The Tribunal also asked the applicant whether he was expecting that his visa would be cancelled given he was out of Australia for 2 years and had not worked for the business which had sponsored him. He said ‘no’ and that it was a surprise to him.
The Tribunal said that it would give the applicant time to provide the documentary evidence as to his work leave, and the medical evidence as to his injury. It would also allow a reasonable time for the standard business sponsorship to be determined. It noted that 3 months had already passed. Mr Ram confirmed there have not been any requests for further information from the Department.
The Tribunal said that if the nomination is not determined in a reasonable time, it may need to proceed to make a decision in this matter.

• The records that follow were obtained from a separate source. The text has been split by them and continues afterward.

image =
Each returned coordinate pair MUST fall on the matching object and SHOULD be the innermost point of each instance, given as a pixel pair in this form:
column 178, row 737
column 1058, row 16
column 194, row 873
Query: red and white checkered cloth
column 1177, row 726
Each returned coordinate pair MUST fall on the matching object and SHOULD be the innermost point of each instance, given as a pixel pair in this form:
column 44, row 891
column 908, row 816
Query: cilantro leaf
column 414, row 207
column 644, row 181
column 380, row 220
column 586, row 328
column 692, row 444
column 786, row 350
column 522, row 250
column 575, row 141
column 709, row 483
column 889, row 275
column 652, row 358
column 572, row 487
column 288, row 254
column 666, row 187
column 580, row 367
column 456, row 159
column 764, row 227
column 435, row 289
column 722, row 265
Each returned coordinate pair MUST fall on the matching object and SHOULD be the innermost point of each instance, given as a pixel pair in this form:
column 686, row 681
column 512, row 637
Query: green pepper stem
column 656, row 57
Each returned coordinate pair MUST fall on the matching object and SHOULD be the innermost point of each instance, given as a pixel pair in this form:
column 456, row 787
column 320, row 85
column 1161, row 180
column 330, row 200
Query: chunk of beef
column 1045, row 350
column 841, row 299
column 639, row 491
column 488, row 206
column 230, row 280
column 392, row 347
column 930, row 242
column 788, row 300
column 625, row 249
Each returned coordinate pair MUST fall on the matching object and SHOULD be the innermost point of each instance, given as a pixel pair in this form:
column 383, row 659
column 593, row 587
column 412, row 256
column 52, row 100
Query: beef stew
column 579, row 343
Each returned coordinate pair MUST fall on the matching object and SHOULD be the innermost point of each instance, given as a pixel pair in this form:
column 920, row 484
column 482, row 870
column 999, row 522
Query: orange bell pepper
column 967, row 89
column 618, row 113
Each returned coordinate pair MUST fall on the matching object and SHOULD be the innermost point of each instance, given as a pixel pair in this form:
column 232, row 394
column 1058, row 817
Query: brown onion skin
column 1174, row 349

It gave the applicant one month, to 7 May 2016 to provide all relevant information.
After the hearing, on 19 April 2016, the representative provided the following:
·Cavalry Hospital, 30 December 2012, re applicant, stating that he was admitted for fracture of left tibia from 24 December to 30 December 2012, and needs rest for 6 months
·19 September 2013, re applicant, stating that he was admitted for removal of implants from left tibia from 19 March to 20 September 2013. He was advised to have bed rest for one month from 21 September to 20 October 2013
CONSIDERATION OF CLAIMS AND EVIDENCE
Does the ground for cancellation exist?
It is not in dispute that the applicant’s subclass 457 visa was granted on 17 July 2012.
Under s.116 of the Act, the Minister may cancel a visa if he or she is satisfied that certain grounds specified in that provision are made out. If satisfied that the ground for cancellation is made out, the decision maker must proceed to consider whether the visa should be cancelled, having regard to all the relevant circumstances, which may include matters of government policy.
s.116(1)(g) - prescribed ground
A visa may be cancelled under s.116(1)(g) if the Minister or the Tribunal is satisfied a prescribed ground for cancelling the visa applies to the applicant. The prescribed grounds for cancellation are set out in r.2.43 of the Migration Regulations 1994 (the Regulations). In the present case r.2.43(1)(l)(iv) states that cancellation may occur where the sponsor has been cancelled or barred under section 140M of the Act.
The Tribunal is satisfied from the evidence presented in the Department decision record that the applicant’s sponsor was subject to a 5 year sponsorship bar under s.140M on 22 October 2015.
For these reasons, the Tribunal is satisfied that the ground for cancellation in s.116(1)(g) exists.
s.116(1(b)- holder has not complied with a condition of the visa
The evidence of the applicant at the hearing that he had been in Pakistan for 2 years whilst on the subclass 457 visa also strongly suggested to the Tribunal that there may have been a grounds for cancellation under s.116(1)(b), in failing to comply with compulsory condition 8107 of his subclass 457 visa.
This requires, amongst other things, that the applicant not cease to be employed by his sponsor for greater than 90 days.
The applicant stated that he had approved leave to be in Pakistan, and he would provide the Tribunal documentary evidence of this. He has not done so. Thus on the evidence before it, the Tribunal is not satisfied that he had approved leave from work to go to Pakistan on 29 October 2012.
The applicant also stated that he had a motorbike accident such that he was compelled to remain there for medical treatment for 2 years and he would provide the Tribunal documentary evidence of this.
The medical certificate evidence provided by him, if accepted at face value, suggests that after 22 October 2013 his treatment and necessary bed rest period had ceased. Thus he was able to return to work in Australia if such work existed. Thus the Tribunal is not satisfied that his injury prevented him from returning to Australia after 22 October 2013.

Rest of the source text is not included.